The famous Lang conjecture states that a projective manifold is hyperbolic if and only if it is of general type and each of its subvarieties is of general type. Here, \(Y\) is of general type if the canonical bundle \(K_{\widetilde Y}\) of any smooth birational model \(\widetilde{Y}\) is big.
The first main result in this paper (Theorem A) says that if \((M,\omega)\) is a compact Kähler manifold with negative holomorphic sectional curvature (which is automatically projective and Brody hyperbolic) then any irreducible subvariety \(Y\) of \(M\) is of general type, in agreement with the Lang conjecture.
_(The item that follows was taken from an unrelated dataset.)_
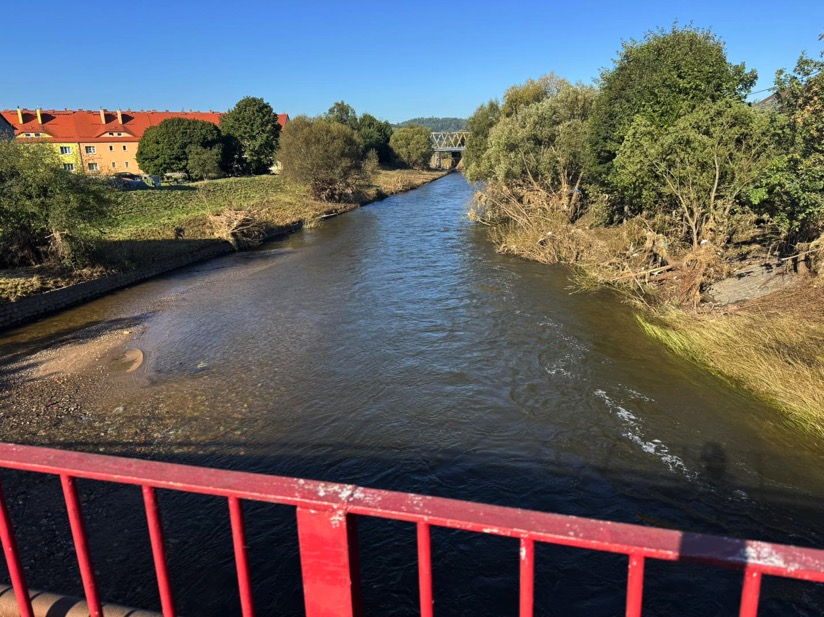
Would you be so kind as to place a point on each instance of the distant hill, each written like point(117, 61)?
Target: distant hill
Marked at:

The main new idea in the proof consists in constructing on a desingularization \(\widetilde Y\) of \(Y\) a family of singular Kähler-Einstein metrics \((\omega_b)_{b>0}\) generically with cone singularities along a given ample divisor \(B\) and whose cone angle tends to \(2\pi\) as \(b\to 0\) and then showing that the volume of \(\omega_b\) does not go to 0 when \(b\) tends to \(0\).
The author then generalizes Theorem A in two directions. First of all, he proves (Theorem 3.1) that only assuming that \((M,\omega)\) has quasinegative holomorphic sectional curvature then any irreducible subvariety intersecting the negative curvature locus is of general type.
The second generalization concerns the quasiprojective case. Indeed, the author proves (Theorem B) that if \(X\) is a projective manifold, \(D\) a reduced divisor with simple normal crossings and there exists a Kähler metric \(\omega\) on \(X\setminus D\) with holomorphic sectional curvature bounded above by a negative constant then \((X,D)\) is of log-general type, that is \(K_X+D\) is big. Moreover, if \(\omega\) is bounded near \(D\) then \(K_X\) itself is big.